In its place is a strange romance featuring Paul Bettany (Master & Commander, A Beautiful Mind) and Kirsten
Dunst. Even if you disregard the fact that she's a 22-year-old phenom and he's a 33-year-old retiree-to-be, you're still stopped short of buy-in because, at every point, it is obvious that this is Kirsten Dunst, not Lizzie Bradbury. A Martina
Hingis-type making a splash at her first Wimbledon as a top-ranked ladies' player, Lizzie is within a standard deviation
of the Dunst Value Meal. She cocks off to the umpire and assassinates her foes in the press, like most good American tennis
princesses, and her dad (Sam Neill) bears down on her like a WASPy Richard Williams.
Dunst's acting style of sleepy-eyed, halting recitation may have reached its point of diminishing returns. Prior to Wimbledon, it wasn't obvious that Dunst was a poor performer. She managed to surround herself with overactors (going backward, Tobey Maguire, James Franco, Julia Stiles, Michelle Williams, Denise Richards) with far more blood on their hands. In the Spider-Man films, she read her lines like they were written across her scene partner's face, but the tougher viewer task was to tolerate both Franco (pensive, yet posh) and Maguire (wimpy, yet willed). Faced with this challenge, it's far easier to give in and accept
her on merit of her Billy-Corgan's-little-sister beauty. In Mona Lisa Smile, she was aligned with Stiles, who outduels even Dunst in stiltedness. (The two of them could wrestle any text-to-speech applet to the mat.)

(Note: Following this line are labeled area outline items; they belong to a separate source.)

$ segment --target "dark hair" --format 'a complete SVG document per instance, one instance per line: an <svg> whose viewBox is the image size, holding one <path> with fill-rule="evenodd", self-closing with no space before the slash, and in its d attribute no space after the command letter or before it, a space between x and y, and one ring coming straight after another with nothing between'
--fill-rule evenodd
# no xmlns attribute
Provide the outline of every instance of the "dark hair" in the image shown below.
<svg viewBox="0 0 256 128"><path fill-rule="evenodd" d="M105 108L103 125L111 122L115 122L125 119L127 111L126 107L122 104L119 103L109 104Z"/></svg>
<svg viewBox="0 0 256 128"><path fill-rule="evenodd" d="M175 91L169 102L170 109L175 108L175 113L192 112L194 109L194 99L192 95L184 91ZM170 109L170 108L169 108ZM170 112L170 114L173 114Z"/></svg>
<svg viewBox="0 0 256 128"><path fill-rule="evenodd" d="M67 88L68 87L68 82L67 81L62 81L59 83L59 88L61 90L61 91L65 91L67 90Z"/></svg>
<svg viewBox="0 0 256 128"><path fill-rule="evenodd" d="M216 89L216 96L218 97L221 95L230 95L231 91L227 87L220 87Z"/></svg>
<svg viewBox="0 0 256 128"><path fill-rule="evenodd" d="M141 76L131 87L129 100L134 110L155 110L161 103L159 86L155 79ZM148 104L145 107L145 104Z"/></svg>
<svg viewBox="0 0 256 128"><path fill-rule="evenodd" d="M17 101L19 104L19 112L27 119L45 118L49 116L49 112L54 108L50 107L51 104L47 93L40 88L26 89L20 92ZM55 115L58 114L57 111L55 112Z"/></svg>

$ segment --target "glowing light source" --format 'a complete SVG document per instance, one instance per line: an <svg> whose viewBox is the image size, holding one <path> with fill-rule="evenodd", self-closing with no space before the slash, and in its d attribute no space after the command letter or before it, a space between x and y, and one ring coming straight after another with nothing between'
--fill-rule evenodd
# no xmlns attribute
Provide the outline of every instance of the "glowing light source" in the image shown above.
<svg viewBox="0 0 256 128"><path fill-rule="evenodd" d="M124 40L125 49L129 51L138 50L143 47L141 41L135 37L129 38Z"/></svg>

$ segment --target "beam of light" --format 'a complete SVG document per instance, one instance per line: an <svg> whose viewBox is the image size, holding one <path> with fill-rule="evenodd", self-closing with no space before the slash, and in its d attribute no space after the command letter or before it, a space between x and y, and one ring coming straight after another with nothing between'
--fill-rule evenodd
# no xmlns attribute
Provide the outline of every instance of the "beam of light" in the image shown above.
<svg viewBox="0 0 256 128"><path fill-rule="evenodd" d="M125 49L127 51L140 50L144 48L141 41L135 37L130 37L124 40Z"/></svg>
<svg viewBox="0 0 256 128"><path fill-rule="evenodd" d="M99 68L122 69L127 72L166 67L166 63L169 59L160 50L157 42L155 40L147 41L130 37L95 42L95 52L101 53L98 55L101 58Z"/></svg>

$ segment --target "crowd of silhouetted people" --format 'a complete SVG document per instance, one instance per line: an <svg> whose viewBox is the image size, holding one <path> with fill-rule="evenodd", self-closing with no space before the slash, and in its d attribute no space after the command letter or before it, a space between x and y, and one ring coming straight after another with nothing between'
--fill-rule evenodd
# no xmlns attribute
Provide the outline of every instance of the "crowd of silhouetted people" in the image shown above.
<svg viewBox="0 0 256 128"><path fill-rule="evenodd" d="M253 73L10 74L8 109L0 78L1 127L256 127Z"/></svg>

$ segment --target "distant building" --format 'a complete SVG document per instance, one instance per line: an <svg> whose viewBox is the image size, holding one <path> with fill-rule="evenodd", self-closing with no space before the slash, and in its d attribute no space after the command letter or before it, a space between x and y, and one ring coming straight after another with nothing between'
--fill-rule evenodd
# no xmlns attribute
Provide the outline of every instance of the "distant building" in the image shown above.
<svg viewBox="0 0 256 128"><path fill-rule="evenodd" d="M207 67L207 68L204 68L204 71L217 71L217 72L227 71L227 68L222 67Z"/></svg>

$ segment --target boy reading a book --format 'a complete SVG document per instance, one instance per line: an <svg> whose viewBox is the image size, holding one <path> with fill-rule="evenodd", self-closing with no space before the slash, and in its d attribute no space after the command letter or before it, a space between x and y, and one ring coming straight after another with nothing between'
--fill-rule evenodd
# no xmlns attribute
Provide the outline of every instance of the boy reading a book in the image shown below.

In Wimbledon, though, she has no such twentysomething peer to cover for her. She's acting in league with Bettany,
Neill and Bernard Hill. Suddenly, the limits of her emotional range are readily apparent. Even in the fierce cauldron of the sports
arena and on the hotplate of romance, she keeps heading back to the middle, where her dialogue sounds roughly as uninflected
as a library conversation. Dunst is given lines to be gracious, romantic, betrayed, commanding, aloof, alienated, satisfied
the full buffet, as far as romantic comedies go. If you think that she succeeds at any one of these in
Wimbledon, take a look at your ticket stub to be sure you weren't at the wrong movie.
Dunst doesn't apply acting as a set of decisions on how to portray a character; she applies acting as a means of repackaging
herself. Many actresses have forged good careers from playing iterations of themself (Julia Roberts, Sandra Bullock, et al),
but it doesn't work for Dunst here. She's playing an athlete with a precise need for court vision, but in Wimbledon,
she's always striking the same eyes-at-half-mast pose that Mary Jane models in that Spider-Man 2 billboard; it
undermines any belief that Lizzie is such a pistol. An actress with such a fatigued veneer does little to excite the viewer.
Delroy Lindo, Nicole Kidman, Mel Gibson, Wimbledon's own Hill
these are the idols Dunst needs to consult to
turn this thing around.
The interactive effect of these deficincies is almost criminal; Dunst takes every echo of thunder away from Bettany, who
does very well to fill Grant's shoes. Unlike many other Working Title successes, Wimbledon doesn't bear the benefit
of Richard Curtis' rat-a-tat Brit-wit patter; the mode of administration here is inner dialogue and modest jabs, both of
which are in Bettany's wheelhouse. His Wimbledon has the feel of a slower, quieter comedy, and he guides the viewer
through it with comfort.
Much can be said about the film's authenticity, about how it was filmed then and there during Wimbledon 2003. More
words can be put toward another sports movie taking its protagonist to the threshold of victory and pushing through. But
none of that allays the pesky matter of Kirsten Dunst and her project-sinking performance. What was it that advanced her
past the likes of Scarlett Johansson, Sarah Michelle Gellar or Katie Holmes into a position like this? Was it the fact
that she hitches her wagon to lower stars, that she plays in more minor leagues so that her limited talent looks
championship-caliber? If so, it's time to lay out the field of young American actresses and reseed.